Concentrating solar thermal systems are still little known in Germany, although they are a highly efficient approach to producing heat from solar energy. In such a system, specialised mirrors arranged in different geometries are used to focus the Sun’s rays on a defined area, such as a circle or a line. This heats a heat transfer medium, which then flows through a heat exchanger. Concentrating solar thermal power plants, which are today primarily located within Earth’s sunbelt, use this heat to generate electricity. Alternatively, the energy from concentrated sunlight can be used for industrial processes. Another advantage is that heat can be stored much more efficiently than electricity.
In this interview, Robert Pitz-Paal, Director of the Institute of Solar Research at the German Aerospace Center (Deutsches Zentrum für Luft- und Raumfahrt; DLR), describes why concentrating solar thermal technology also has considerable potential for use in Germany and Central Europe.
Why could the use of concentrating solar thermal technologies also prove effective in Germany?
Robert Pitz-Paal: For a long time, it was assumed that concentrating solar collectors would not prove effective in Central Europe, because you need as much direct sunlight as possible, along with little cloud cover. New investigations and comparisons of different collectors have shown that this is not the case. In fact, they can be a cost-effective, efficient and carbon-free solution for achieving industrial process heat between 80 and 400 degrees Celsius, even in Central Europe. This temperature range would cover approximately half of the total required industrial heat. Even in Germany, such heat production would be possible at a price of well under 10 cents per kilowatt hour.
What conditions would this require? And which applications could benefit from it?
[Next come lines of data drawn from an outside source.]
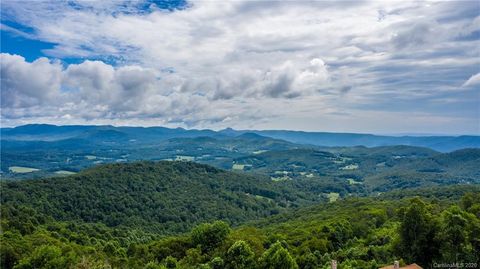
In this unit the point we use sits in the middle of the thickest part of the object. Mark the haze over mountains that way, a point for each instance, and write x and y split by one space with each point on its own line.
43 132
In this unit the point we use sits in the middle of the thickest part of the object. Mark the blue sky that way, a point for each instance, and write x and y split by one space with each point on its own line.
350 66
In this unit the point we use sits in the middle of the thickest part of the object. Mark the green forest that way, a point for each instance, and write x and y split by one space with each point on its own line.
187 215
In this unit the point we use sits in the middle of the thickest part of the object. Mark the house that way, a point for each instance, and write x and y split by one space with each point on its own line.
396 265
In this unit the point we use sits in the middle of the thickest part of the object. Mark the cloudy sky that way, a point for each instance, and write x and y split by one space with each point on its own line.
352 66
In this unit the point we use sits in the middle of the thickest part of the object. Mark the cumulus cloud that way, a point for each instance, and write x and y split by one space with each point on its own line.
219 62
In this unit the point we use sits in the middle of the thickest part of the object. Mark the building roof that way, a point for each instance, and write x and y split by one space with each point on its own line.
411 266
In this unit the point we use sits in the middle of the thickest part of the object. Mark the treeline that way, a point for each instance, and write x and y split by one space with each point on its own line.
160 197
357 232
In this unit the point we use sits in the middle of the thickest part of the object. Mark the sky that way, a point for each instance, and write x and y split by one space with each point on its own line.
383 67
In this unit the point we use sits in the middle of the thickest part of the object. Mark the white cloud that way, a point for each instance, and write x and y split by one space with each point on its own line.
230 58
474 80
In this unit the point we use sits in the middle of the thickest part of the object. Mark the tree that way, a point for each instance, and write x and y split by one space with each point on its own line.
170 262
454 235
239 256
417 233
209 236
277 257
46 257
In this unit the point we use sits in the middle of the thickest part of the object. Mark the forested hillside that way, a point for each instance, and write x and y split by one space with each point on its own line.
163 197
441 226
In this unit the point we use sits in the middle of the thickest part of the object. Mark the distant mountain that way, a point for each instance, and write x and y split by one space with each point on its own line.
46 132
165 197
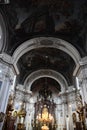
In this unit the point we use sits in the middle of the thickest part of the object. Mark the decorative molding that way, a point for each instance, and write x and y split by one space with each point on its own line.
46 73
37 43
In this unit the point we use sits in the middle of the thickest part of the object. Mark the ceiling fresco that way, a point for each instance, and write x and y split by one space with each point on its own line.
65 19
46 58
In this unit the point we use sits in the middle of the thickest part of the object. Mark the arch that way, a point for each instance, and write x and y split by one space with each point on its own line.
46 73
45 42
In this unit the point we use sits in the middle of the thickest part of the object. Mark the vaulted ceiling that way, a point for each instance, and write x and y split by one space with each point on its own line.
64 19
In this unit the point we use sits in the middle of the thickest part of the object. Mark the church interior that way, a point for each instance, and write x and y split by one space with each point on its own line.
43 64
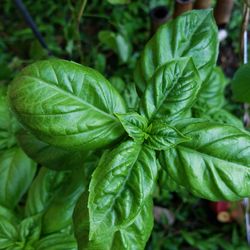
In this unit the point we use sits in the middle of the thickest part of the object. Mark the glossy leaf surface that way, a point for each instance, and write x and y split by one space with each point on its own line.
172 90
161 136
58 241
8 234
66 104
193 34
16 174
212 92
121 183
8 124
134 124
43 189
241 84
49 156
62 205
215 164
134 235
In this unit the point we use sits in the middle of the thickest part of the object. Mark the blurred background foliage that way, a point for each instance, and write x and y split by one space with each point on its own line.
109 38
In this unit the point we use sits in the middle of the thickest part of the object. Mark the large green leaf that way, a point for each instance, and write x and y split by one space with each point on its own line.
134 124
240 84
8 124
43 189
161 136
67 105
221 116
172 90
215 164
136 235
193 34
50 156
16 174
132 236
63 203
121 183
212 93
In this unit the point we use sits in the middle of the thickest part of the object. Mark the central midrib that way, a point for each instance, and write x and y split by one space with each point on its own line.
58 89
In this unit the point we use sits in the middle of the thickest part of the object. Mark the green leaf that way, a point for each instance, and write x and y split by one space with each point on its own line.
7 214
118 83
221 116
134 124
62 205
16 174
193 34
215 164
57 241
8 124
212 92
131 97
121 183
119 1
162 136
49 156
67 105
172 90
8 234
135 234
240 84
43 189
29 229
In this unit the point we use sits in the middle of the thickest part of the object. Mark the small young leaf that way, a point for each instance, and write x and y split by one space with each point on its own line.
172 90
135 234
162 136
57 241
193 34
215 164
66 104
121 183
241 84
16 174
134 124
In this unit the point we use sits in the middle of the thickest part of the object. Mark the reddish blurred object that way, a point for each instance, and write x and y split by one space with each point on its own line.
228 211
182 6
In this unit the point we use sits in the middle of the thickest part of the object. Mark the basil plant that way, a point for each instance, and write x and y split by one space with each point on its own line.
74 118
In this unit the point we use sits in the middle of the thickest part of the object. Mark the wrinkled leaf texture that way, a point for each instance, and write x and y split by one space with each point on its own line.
120 185
193 34
16 174
215 164
67 105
Pitz-Paal: The prerequisite is a sufficiently large collector field, covering at least 10 000 square metres. The first such systems already exist: in Belgium, they produce industrial process heat, while in Denmark they supply local heating networks. The high price of gas and government support programmes for process heat are currently helping to make this technology economically viable in Germany. This means that we are starting from a point that is on a par with the situation in southern European countries several years ago. There are already several such facilities there. Sectors that could benefit from concentrating solar systems in Germany include the chemical and food industries, and local heating networks.
That sounds almost like a perfect remedy for our energy concerns, especially for industry.
Pitz-Paal: We have to move away from the idea that the entire industrial heat sector can be decarbonised with a single technology. Instead, we need a clever combination of different approaches. Concentrating solar systems can be part of this, as can green hydrogen and heat pumps specialised for very high temperatures, which use electricity from renewable resources. Research and industry must work together to find out which mix works best for the respective application.
What will it take for concentrating solar thermal energy to take off in process heat generation in Germany?
Pitz-Paal: Subsidies for energies based on fossil fuels, including the gas price cap, are currently leading to a certain hesitancy to switch to renewable technologies in industry. Looking to the long term, however, everyone is clear that we have to take this step. For the time being, the fact that concentrating solar systems can also prove technologically and economically sensible in Germany remains largely unknown. What we need now are a handful of demonstration projects and pilot plants, so that we can show that this technology works and showcase the possibilities it offers.
Politicians have already provided us with some of the means and funding necessary to achieve this. DLR contributes technological expertise, ideas and contacts with manufacturers. Together, we are now capable of generating knowledge, new technology and high-quality jobs here in Germany. Of course, we are also subject to global competition. China is currently the largest market for large-scale concentrating solar thermal power plants for electricity generation, so we must keep up the momentum.
How is DLR contributing to the industrialisation of concentrating solar technologies?
Pitz-Paal: Together with our partners from industry, we offer the best ways to develop innovative technology in Germany. We can help to make new technologies more efficient, more reliable, less expensive to produce and operate in all application areas – electricity, heat and fuels – and survive amid international competition. Such technologies may include advanced storage systems and heat exchangers. We are also working on harnessing recent developments in digitalisation and artificial intelligence to control collector arrays with high precision. DLR has unique large-scale research facilities that enable us to transfer concentrating solar systems from the laboratory to application, in conjunction with industry. These facilities include our solar towers and the Synlight solar simulator in Jülich and our partnership with the Plataforma Solar de Almeria, which is operated by the Spanish research institute CIEMAT. For 40 years now, we have been working together to demonstrate that concentrating solar technology fundamentally works. During this time, the expertise and experience we have acquired have seen us adopt a pioneering role in the field. We are proud that innovations from DLR have flowed into more than 90 percent of all commercial solar thermal power plants for electricity production, often via our spin-offs. Through these partnerships, we are continuing to develop the technology in a targeted way, as feedback from industrial practice shows us what we should focus on in our research.